I'm going to file this one under "posts I can hear"
It won't be the last time you hear it, BUHLIEVE THAT!
doont knoo...
Go away now!
it's just Jewish subversion. Tale as old as time.
woke shit is certainly one way to push boundaries, but I would argue it's not the only way to do so. One can also push boundaries by going against narrative conventions, utilizing newer technologies, using unorthodox camera angles, etc.
hell, simply having a movie where the main character is a white male who carries the day would be pushing the batteries by Hollywood standards.
I'm not talking about generalities, but rather the meaning of critics' words and phrases.
in their minds they're always pushing the boundaries because they're always the weaker side despite the fact 95% of the media and pop culture already agreed with their narratives
If it's indie films, it's long takes, and slow dialog.
Motte and bailey. Classic postmodernism, classic Critical Theory. They pull the same bullshit with “muh adaptation”. These are just plausibility exercises. It all cuts exactly one way. Everything is merely an excuse to inject leftist politics and culture into entertainment.
Postmodernism/Critical Theory should challenge every grand narrative and question every idea. In reality, these are just Marxist weapons targeting western civilization. No Critical Theorist or postmodernist is challenging leftist political dogma. No, those challenges are reserved exclusively for any institution or idea that stands in the way of Marxism.
Adaptation and translation are two more examples. These people claim that they must make changes to media in order to adapt it to a different medium or translate it to a new language. On paper, these assertions make sense. In reality, they are just thinly veiled pretext for leftists to seize control of popular media so that it can be retrofitted to promote leftism.

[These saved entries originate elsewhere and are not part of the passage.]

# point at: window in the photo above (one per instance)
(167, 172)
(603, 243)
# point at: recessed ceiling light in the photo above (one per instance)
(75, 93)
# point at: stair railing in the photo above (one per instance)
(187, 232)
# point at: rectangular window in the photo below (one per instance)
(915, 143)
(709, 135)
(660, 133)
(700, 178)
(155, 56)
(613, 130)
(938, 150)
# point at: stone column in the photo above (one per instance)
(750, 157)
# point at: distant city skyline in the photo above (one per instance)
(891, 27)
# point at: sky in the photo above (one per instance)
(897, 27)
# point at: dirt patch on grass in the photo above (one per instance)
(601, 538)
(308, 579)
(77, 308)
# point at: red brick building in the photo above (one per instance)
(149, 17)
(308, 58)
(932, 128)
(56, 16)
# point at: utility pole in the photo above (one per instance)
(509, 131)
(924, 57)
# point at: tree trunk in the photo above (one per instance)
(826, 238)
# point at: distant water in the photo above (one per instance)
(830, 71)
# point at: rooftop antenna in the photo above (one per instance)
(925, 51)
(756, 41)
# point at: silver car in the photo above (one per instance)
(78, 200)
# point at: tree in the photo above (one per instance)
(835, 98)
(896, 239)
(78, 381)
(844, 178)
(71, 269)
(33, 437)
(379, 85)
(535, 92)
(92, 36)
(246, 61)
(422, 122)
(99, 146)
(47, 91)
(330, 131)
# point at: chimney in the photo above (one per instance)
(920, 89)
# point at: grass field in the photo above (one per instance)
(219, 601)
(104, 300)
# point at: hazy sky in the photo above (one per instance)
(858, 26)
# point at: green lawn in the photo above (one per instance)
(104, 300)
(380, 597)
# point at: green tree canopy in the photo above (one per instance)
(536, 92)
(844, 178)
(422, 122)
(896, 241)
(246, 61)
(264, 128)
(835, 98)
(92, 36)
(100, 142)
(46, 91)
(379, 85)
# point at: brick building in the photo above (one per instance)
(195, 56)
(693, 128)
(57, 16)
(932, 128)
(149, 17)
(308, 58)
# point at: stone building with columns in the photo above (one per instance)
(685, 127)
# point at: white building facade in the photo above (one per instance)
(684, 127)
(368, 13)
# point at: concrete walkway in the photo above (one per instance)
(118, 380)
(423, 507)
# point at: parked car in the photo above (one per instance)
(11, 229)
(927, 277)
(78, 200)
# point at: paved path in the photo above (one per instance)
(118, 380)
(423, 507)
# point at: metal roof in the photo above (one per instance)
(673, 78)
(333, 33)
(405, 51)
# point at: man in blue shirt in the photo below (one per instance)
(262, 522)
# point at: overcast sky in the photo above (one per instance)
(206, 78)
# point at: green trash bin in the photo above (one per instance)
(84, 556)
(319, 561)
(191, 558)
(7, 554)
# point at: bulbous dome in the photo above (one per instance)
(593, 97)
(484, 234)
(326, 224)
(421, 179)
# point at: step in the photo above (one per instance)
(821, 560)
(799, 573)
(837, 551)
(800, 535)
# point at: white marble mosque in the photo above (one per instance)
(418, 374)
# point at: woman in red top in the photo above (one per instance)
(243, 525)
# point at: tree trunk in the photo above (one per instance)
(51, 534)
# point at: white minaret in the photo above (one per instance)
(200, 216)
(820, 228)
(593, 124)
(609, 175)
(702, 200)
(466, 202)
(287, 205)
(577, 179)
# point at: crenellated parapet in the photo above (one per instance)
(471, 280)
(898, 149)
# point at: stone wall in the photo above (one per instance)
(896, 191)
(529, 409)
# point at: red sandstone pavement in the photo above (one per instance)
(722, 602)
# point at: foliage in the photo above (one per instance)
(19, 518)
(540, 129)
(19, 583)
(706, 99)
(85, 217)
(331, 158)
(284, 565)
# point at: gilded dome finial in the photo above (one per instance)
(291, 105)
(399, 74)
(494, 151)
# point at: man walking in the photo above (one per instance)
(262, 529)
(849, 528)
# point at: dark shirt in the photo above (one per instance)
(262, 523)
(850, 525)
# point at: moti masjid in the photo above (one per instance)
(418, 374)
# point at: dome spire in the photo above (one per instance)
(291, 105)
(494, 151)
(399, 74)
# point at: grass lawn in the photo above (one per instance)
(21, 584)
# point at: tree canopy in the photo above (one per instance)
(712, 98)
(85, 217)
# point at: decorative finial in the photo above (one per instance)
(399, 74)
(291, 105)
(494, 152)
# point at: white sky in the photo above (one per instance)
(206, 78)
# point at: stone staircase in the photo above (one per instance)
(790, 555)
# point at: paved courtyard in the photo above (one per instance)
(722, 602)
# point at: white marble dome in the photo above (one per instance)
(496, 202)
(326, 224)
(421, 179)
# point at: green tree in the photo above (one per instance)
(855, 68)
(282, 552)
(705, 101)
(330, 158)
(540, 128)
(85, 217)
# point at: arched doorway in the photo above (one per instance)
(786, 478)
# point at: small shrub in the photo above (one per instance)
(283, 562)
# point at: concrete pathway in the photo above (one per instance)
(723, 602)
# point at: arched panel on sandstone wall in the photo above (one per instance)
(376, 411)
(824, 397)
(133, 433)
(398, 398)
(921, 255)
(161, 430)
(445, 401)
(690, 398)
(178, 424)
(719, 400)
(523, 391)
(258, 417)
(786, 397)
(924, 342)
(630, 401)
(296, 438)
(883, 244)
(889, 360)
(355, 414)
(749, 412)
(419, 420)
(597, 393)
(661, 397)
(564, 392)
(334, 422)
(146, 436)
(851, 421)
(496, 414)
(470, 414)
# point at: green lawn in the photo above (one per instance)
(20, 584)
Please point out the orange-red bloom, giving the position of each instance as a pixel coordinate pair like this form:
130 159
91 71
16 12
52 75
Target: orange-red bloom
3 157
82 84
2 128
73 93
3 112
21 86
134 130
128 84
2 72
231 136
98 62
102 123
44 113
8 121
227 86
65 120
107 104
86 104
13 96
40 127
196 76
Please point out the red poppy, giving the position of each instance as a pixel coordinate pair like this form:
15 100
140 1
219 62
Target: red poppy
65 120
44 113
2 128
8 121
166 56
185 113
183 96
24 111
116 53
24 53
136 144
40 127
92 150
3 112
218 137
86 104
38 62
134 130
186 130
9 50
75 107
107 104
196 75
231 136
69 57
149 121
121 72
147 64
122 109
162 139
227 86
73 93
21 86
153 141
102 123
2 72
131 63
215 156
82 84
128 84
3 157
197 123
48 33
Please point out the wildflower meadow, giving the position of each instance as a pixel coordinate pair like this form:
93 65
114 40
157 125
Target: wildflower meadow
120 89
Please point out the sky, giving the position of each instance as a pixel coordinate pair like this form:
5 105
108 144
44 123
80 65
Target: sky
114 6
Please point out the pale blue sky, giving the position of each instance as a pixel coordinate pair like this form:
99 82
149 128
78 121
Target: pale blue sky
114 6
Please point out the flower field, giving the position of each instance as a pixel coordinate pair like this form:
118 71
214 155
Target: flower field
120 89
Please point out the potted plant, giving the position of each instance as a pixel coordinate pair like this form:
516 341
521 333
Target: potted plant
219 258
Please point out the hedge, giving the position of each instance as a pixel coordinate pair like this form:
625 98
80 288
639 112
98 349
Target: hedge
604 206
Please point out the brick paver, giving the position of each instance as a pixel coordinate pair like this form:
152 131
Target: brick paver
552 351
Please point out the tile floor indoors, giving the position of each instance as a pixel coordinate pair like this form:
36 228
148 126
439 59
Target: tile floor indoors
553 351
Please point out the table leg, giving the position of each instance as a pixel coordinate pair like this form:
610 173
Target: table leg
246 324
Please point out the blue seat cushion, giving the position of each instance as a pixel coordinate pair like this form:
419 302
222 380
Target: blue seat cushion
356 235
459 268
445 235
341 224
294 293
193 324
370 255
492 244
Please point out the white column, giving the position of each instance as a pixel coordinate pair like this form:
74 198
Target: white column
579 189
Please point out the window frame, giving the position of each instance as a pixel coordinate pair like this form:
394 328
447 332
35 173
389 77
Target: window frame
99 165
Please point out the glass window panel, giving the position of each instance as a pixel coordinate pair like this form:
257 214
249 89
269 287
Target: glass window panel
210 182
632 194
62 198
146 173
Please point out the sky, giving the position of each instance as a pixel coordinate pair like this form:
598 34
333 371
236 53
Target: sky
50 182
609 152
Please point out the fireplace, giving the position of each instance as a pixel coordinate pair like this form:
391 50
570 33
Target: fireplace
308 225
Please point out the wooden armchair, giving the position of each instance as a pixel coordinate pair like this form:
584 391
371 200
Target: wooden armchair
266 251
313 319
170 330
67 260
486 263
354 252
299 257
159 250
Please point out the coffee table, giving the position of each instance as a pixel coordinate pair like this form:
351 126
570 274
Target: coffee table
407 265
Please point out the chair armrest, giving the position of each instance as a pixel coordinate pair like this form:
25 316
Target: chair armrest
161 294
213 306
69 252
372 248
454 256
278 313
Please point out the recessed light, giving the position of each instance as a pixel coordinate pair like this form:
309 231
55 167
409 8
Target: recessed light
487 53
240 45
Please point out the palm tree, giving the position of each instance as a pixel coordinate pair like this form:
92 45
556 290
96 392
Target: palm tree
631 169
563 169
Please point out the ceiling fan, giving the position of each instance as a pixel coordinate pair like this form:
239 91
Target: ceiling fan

If critics legitimately wanted to be challenged, they would venture outside of their political and cultural bubbles to experience media that disagrees with their worldview. Instead, they reliably fawn over any product that ticks their ideological boxes while trashing every “problematic” property regardless of how creative it may or may not be.
A movie is not good because it takes risks, if it did then it wouldn't be a risk. As a critique you need to give an appropriate mark of level of quality of the product regardless of anything else.
indeed that's what critics should do. but by the numbers it's not what they actually do
This isn't exactly new news. The old Simpsons episode where Homer got hired on as a food critic is a loosely decent example of this. Critics care little of substance and quality in the work so much as they want to see "newness" that goes outside the box.
This used to at least hold some meaning in the past, but it's been quickly displaced by political pushing intrigue. And anything that's fun and not pushing the woke agenda is immediately shot down as "Fascist, racist propaganda".
The part about critics liking newness is pretty obvious, but it's the rest that intrigued me. specifically how the reviewers actually want critics in audiences to not get along, so as to create a tribalist rivalry and thus make marketing easier, because all you need to do to appeal to the audience is appeal to their opposition to the critics.
That's part of my list post, and I have a few articles on the subject with it. I like how he pointed out the owners of Rotten Tomatoes are partially universal, who made the film. Even Miyamoto has said the negative reviews promoted the film.
It creates a situation where the bad reviews are paid for to create publicity.
This is in comparison to the Sony film about Gran Turismo, where it's a lackluster plot and that's it. The game is about a love of cars and driving, and none of that shows in the film.